Salmon told many stories from those life-changing events and from his years working on the river, building levees, forging the river through Giles cut and building the Morganza spillway.

Family members say that the stories came constantly.

But for one story of Salmon rescuing a cat from the roof of a vacant house floating down the swollen river, few details remain vivid in the memories of those few still alive who first heard the stories he told about the two great floods.

Two generations later, the stories have faded and nearly disappeared.

Over the last two weeks, we have witnessed another great flood — one that the media is already calling the “Flood of the Century.”

Thankfully, the circumstances in Adams County and Concordia Parish seem different this time.

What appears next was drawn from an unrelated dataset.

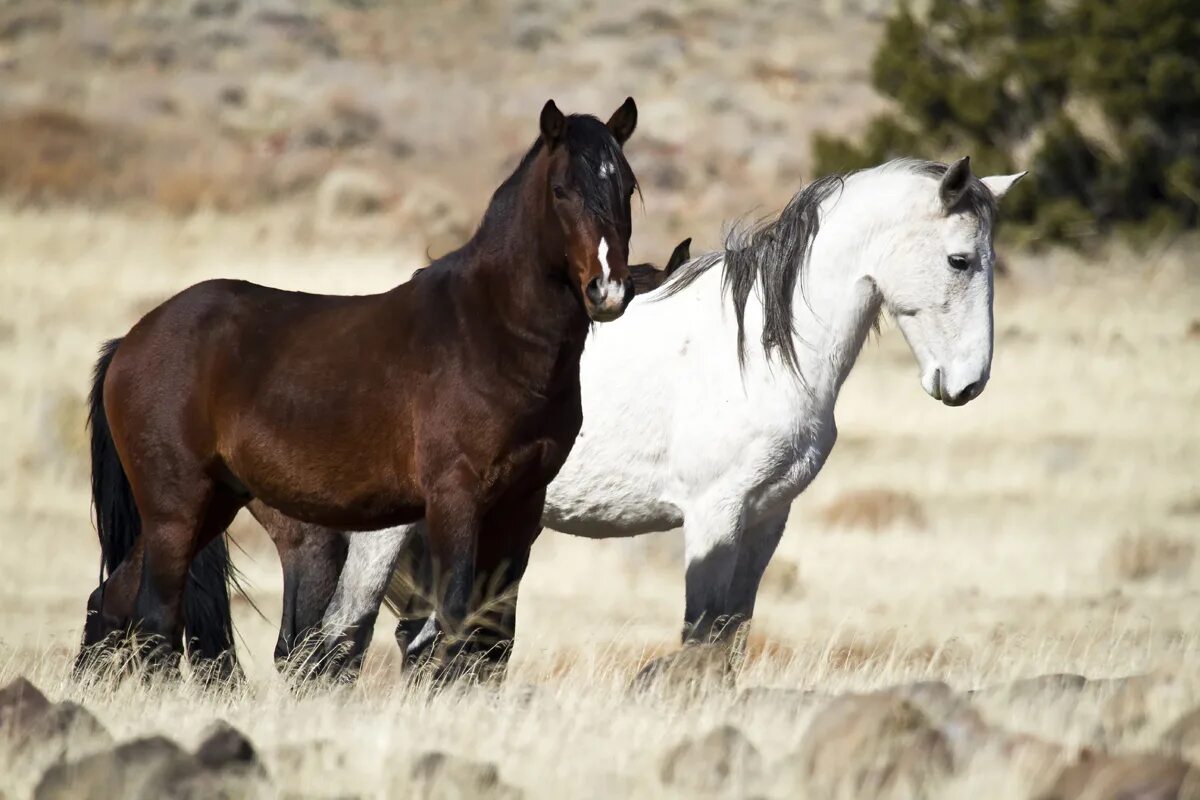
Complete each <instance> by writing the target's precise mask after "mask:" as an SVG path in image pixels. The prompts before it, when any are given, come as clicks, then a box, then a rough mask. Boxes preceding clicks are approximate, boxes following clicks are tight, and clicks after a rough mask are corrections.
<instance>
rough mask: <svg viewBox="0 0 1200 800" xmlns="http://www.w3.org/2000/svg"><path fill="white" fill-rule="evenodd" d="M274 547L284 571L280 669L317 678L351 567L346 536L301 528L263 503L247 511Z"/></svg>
mask: <svg viewBox="0 0 1200 800" xmlns="http://www.w3.org/2000/svg"><path fill="white" fill-rule="evenodd" d="M247 509H248V510H250V512H251V513H252V515H253V516H254V519H257V521H258V523H259V524H260V525H262V527H263V529H264V530H265V531H266V534H268V535H269V536H270V537H271V540H272V541H274V542H275V548H276V551H277V552H278V555H280V564H281V566H282V567H283V614H282V618H281V619H280V637H278V639H277V640H276V643H275V666H276V668H277V669H278V670H280V672H281V673H286V674H294V675H296V676H302V675H305V674H308V673H311V672H312V667H314V666H316V664H314V663H312V658H313V656H314V655H317V650H318V649H319V644H320V633H322V618H323V615H324V614H325V608H326V607H328V606H329V601H330V599H331V597H332V596H334V590H335V589H336V588H337V579H338V576H340V575H341V573H342V567H343V565H344V564H346V554H347V542H346V536H344V534H342V533H341V531H336V530H332V529H330V528H324V527H322V525H313V524H308V523H304V522H300V521H298V519H294V518H292V517H288V516H286V515H283V513H281V512H278V511H276V510H275V509H271V507H270V506H266V505H264V504H263V503H262V501H259V500H253V501H251V503H250V505H248V506H247Z"/></svg>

Because of the engineering marvels built by Salmon and thousands of others in the Corps of Engineers, pictures broadcast from the flood of 2011 do not yet match the devastation and desperation documented more than 74 years ago.

In 1927 alone, 246 people were killed, 137,000 buildings were destroyed and 700,000 people were left homeless.

Lasting photographs from 1927 and 1937 show images of people and animals on roofs, and entire towns inundated by the floodwaters.

The situation in 1927 and 1937 was so dire, few considered lining up the family on the Natchez bluff for a snapshot of history. Of course, photography was not as accessible in the early 20th century as it is today, when a cellphone camera is just an arm’s reach away.

For those not directly threatened by the flood, 2011’s rising waters are more spectacle than disaster.

But the flood is not over yet and will not be until weeks after the river reaches its crest Saturday.

It is a reminder that, as Salmon used to tell family members, the Mississippi River can be dangerous, unpredictable and requires respect.

After all, the potential for disaster is just one unattended sand boil or levee breach away. That has not happened so far and officials are confident that it won’t.

Let’s hope that they are right and the 2011 flood remains more a spectacle than a disaster for the Miss-Lou.